Last week Godolphin had three runners in the Derby, all trained by Bin Suroor who was having his first runners in the race for several years. They were trounced by Aidan O’Brien’s squad of six, which included the first two home in Wings Of Eagles and Cliffs Of Moher. Godolphin have now run 33 horses in the Epsom showpiece and have never won it. The last time they won a British Classic was Dawn Approach’ 2013 Guineas.
There is much work to be done if Godolphin are ever to realise their ambition of being in the same league as Coolmore. At least the indefatigable Bin Suroor has the track record that shows he will work every hour of the day to get his ship back on the right course.

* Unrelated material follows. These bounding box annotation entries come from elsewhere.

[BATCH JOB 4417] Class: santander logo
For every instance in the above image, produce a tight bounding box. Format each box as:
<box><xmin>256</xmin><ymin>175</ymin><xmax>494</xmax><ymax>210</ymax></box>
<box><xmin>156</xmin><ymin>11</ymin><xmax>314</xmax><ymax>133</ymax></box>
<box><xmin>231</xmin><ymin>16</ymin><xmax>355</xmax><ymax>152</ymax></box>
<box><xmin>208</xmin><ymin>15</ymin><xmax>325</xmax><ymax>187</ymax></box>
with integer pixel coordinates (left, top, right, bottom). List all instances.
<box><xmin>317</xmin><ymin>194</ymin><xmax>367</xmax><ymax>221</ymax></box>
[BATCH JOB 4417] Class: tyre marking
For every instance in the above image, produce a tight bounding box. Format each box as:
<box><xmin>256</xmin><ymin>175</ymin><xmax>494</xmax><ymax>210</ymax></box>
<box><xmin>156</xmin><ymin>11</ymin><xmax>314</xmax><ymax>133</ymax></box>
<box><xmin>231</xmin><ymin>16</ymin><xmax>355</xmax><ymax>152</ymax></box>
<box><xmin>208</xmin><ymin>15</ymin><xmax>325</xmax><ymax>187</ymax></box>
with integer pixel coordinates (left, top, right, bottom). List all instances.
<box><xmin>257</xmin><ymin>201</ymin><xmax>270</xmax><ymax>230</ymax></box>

Quite why and how Ferguson was appointed in to the role of racing manager are two key questions. The answers would go a long way in to understanding how things fell apart so quickly. In February 2014 in the wake of Al Zarooni’s disgrace Godolphin made a raft of structural changes that included the departure of Simon Crisford.
In response to Lord Stevens’ report that found serious management oversight Bin Suroor and Charlie Appleby were given ultimate responsibility for their particular stables with delegated authority of the owner as of the condition of their licence. They were also handed the role of stable spokesman, and in the words of Godolphin’s statement at the time, "the position of racing manager no longer exists."
In February James Clarke, formerly the Godolphin media manager, was appointed as the assistant racing manager. It remains to be seen how interim chief executive Joe Osborne, who steps up from running the show in Ireland, structures Godolphin.
"We are committed to our objective of achieving success for His Highness Sheikh Mohammed and his family," Osborne said. "Our thanks go to John Ferguson for his longstanding contribution to Godolphin and Darley."
Godolphin timeline of upheaval:
06 June, 2017: John Ferguson resigns as chief executive of Godolphin.
23 May, 2017: James Cummings appointed new Godolphin Australia trainer.
1 May, 2017: John O'Shea quits as Godolphin Australia trainer.
22 December, 2016: Jockey James McDonald disqualified for 18 months for a betting transgression and released from his Godolphin contract in Australia.
20 September, 2016: James Doyle loses position as first rider to Saeed bin Suroor.
22 December, 2015: John Ferguson moves up from bloodstock advisor to Sheikh Mohammed and racing manager of Godolphin. His Bloomfields operation is wound down and the process of absorbing those staff in to Godolphin begins.
Darley, the bloodstock arm of the ruler of Dubai’s thoroughbred empire, is merged and is only used to promote stallions.
November 2014: James Doyle and William Buick appointed as Godolphin riders. Silvestre De Sousa sacked. Mickael Barzalona relocated to France.
July 2014: John O'Shea appointed as Godolphin Australia.
May 2014: Peter Snowden stands down as Godolphin Australia trainer.
25 February 2014: Simon Crisford departs Godolphin as racing manager. James MacEwan, the managing director of Sheikh Mohammed's horse transport business, also leaves his post.
April 2013: Mahmood Al Zarooni banned for eight years for use of anabolic steroids.